Aue/Schwaan - Vor dem Auswärtsspiel bei Hansa Rostock am vergangenen Samstag (1:2) haben einige Aue-Fans ungebetenen Besuch erhalten.
Wie die Anhänger anschließend in den sozialen Medien berichteten, habe sie eine handvoll Personen am Spieltag in ihrer Pension in Schwaan bei Rostock aufgefordert, im Hinterhof innerhalb von zwei Minuten ihre Fahne und die gesamten Fanutensilien wie Schals und Pullover auszuhändigen.

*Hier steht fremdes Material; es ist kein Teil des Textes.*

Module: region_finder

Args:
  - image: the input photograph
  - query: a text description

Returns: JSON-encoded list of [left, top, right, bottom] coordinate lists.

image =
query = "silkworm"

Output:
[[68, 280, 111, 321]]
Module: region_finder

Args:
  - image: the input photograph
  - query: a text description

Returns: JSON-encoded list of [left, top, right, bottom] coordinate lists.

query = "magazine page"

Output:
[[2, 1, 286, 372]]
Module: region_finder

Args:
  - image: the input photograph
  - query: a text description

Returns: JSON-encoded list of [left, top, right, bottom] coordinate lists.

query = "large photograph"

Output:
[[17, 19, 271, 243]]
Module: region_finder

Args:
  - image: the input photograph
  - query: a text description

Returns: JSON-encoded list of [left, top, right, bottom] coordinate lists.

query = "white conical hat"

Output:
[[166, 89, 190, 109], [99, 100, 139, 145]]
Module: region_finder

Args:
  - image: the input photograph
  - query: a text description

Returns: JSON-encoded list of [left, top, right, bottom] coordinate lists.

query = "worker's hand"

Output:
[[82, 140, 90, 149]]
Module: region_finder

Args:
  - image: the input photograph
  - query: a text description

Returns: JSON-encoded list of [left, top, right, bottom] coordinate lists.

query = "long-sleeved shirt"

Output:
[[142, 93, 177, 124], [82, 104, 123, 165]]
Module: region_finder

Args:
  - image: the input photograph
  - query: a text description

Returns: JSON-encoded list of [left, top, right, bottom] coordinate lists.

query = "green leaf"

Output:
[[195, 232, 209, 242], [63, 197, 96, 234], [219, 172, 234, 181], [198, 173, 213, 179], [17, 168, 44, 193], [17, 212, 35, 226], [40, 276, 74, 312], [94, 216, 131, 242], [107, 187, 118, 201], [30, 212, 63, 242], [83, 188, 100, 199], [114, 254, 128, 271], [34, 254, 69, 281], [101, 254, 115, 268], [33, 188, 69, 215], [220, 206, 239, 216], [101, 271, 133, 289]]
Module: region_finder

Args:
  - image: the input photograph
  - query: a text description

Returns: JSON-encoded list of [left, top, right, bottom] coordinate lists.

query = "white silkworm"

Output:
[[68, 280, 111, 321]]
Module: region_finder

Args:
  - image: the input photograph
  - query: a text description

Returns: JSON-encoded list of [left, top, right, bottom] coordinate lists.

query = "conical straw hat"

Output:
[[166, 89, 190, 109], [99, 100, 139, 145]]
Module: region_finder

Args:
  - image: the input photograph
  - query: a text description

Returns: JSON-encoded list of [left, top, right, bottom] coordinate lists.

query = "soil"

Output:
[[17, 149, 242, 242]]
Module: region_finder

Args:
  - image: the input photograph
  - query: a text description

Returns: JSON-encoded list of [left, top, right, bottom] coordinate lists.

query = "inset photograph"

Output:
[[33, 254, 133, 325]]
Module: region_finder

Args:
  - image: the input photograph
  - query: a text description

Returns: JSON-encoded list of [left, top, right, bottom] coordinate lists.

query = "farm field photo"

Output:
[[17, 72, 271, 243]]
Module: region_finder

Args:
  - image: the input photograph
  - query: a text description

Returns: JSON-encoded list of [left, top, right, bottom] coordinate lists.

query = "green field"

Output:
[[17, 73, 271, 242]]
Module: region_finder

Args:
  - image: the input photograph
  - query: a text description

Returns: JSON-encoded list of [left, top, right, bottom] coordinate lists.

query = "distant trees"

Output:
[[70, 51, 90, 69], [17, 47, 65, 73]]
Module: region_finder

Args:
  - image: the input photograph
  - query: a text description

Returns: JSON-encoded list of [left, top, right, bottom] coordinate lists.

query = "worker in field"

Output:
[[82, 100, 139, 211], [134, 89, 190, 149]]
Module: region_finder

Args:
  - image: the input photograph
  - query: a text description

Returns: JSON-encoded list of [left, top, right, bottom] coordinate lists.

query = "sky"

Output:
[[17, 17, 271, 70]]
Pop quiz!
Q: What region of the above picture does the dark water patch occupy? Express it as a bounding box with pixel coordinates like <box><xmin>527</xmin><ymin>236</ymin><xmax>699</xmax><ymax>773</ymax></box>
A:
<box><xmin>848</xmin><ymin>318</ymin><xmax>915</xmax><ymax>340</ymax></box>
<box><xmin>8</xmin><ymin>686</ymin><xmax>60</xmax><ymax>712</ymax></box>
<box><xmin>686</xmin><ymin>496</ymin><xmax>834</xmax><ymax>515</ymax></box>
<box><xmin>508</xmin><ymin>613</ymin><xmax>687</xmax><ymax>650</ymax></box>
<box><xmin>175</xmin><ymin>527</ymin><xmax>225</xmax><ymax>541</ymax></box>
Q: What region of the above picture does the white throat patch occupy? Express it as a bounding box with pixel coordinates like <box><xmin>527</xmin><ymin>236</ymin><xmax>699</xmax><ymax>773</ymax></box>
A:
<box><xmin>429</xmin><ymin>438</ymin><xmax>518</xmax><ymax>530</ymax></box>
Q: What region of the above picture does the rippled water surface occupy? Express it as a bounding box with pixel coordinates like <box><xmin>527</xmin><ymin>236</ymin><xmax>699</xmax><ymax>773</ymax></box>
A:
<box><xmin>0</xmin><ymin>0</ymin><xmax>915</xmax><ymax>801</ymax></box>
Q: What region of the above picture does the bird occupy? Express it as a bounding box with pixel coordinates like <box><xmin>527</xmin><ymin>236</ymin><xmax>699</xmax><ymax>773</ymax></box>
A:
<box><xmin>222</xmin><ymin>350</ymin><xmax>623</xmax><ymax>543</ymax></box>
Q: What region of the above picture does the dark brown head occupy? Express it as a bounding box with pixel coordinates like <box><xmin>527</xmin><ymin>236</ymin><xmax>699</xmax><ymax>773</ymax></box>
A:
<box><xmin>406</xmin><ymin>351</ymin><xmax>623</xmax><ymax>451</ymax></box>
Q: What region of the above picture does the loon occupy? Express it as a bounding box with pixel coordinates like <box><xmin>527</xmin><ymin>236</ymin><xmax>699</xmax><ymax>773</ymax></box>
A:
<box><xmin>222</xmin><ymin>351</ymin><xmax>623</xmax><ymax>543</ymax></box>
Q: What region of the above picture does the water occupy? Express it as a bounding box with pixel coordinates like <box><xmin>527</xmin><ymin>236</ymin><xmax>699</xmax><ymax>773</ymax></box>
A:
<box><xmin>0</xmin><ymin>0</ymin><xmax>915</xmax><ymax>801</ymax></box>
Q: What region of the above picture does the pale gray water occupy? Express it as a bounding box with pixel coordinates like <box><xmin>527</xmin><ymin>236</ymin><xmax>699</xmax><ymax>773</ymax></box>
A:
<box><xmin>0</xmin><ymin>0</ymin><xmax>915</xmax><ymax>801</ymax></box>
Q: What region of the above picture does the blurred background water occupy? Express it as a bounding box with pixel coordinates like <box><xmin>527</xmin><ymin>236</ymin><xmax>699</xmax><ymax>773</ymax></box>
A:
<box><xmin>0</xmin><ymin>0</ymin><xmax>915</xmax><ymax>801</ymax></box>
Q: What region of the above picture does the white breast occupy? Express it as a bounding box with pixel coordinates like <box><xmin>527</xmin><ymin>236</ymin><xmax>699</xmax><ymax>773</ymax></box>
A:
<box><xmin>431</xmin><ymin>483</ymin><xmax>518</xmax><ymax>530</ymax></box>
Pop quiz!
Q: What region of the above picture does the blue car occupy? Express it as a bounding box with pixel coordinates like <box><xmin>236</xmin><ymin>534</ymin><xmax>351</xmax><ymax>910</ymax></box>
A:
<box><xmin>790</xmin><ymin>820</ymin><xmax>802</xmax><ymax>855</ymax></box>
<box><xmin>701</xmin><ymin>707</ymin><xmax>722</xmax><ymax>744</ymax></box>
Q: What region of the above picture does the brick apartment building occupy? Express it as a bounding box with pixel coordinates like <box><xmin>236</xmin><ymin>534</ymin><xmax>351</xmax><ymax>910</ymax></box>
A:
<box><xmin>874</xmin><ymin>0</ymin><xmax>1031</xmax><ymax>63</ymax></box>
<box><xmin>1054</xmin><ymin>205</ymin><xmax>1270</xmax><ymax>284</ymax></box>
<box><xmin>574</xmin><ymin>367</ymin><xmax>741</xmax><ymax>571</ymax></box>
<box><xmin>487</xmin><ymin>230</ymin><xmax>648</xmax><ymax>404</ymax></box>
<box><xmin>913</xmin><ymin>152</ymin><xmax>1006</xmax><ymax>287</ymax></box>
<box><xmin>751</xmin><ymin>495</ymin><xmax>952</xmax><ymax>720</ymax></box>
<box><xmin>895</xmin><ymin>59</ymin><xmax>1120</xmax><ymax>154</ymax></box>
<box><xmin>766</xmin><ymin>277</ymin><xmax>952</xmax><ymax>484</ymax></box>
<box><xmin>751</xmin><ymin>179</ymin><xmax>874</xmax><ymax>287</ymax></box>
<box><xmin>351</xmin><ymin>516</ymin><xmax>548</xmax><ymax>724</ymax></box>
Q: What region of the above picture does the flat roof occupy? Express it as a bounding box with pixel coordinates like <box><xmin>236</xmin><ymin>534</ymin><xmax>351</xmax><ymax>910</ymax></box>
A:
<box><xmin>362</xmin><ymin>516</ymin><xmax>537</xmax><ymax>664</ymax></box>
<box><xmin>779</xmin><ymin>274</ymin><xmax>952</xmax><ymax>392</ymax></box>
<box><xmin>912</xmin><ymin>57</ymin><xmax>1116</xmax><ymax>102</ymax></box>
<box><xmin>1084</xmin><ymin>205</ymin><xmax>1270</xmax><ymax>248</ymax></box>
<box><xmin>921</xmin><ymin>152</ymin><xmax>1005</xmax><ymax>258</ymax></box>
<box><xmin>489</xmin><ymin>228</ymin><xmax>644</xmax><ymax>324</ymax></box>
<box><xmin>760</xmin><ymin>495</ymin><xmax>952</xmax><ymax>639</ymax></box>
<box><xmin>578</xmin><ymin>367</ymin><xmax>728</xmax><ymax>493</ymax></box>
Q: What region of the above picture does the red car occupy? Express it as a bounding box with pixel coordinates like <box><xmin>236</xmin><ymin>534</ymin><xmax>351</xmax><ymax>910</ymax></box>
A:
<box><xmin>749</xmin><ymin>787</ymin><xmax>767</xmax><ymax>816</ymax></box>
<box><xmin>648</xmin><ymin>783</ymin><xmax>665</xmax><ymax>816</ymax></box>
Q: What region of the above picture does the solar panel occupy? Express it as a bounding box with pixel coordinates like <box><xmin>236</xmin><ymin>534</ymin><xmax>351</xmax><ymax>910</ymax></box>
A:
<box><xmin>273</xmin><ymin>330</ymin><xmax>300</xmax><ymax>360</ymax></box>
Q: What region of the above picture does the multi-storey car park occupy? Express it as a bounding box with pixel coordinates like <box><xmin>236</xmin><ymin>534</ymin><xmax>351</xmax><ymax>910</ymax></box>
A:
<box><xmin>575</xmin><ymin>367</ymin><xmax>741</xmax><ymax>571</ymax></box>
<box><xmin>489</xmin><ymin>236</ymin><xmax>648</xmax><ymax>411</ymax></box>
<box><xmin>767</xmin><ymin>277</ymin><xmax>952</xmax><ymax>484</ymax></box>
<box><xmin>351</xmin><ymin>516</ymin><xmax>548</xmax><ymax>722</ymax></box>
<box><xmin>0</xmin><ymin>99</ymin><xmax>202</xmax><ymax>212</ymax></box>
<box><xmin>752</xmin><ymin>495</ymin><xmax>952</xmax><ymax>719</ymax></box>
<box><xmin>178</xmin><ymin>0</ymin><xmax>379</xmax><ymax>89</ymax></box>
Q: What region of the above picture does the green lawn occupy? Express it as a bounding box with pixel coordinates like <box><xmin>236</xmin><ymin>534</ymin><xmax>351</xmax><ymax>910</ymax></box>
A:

Andernfalls würden "30 bis 40 Leute die Sachen sich sowieso holen".
In dem Post von "Wismutadler - Treu der BSG" heißt es weiterhin, dass man versuchte, vom Balkon aus mit den Anführern zu reden.
"Hatte keinen Sinn. Kinder und Frauen wären ihnen egal! In dem Moment als die Meute heran gerufen wurde, verschanzten wir uns und riefen die Polizei", schreiben die Aue-Fans.
Aue-Fans berichten von Bedrohung
Täter verschwanden vor dem Eintreffen der Polizei
Anne Schwartz, Pressesprecherin der Polizeiinspektion Rostock, bestätigte gegenüber TAG24, dass die Polizeiinspektion Güstrow am Sonnabend gegen 9.30 Uhr mit mehreren Einsatzkräften zur Pension gerufen wurde.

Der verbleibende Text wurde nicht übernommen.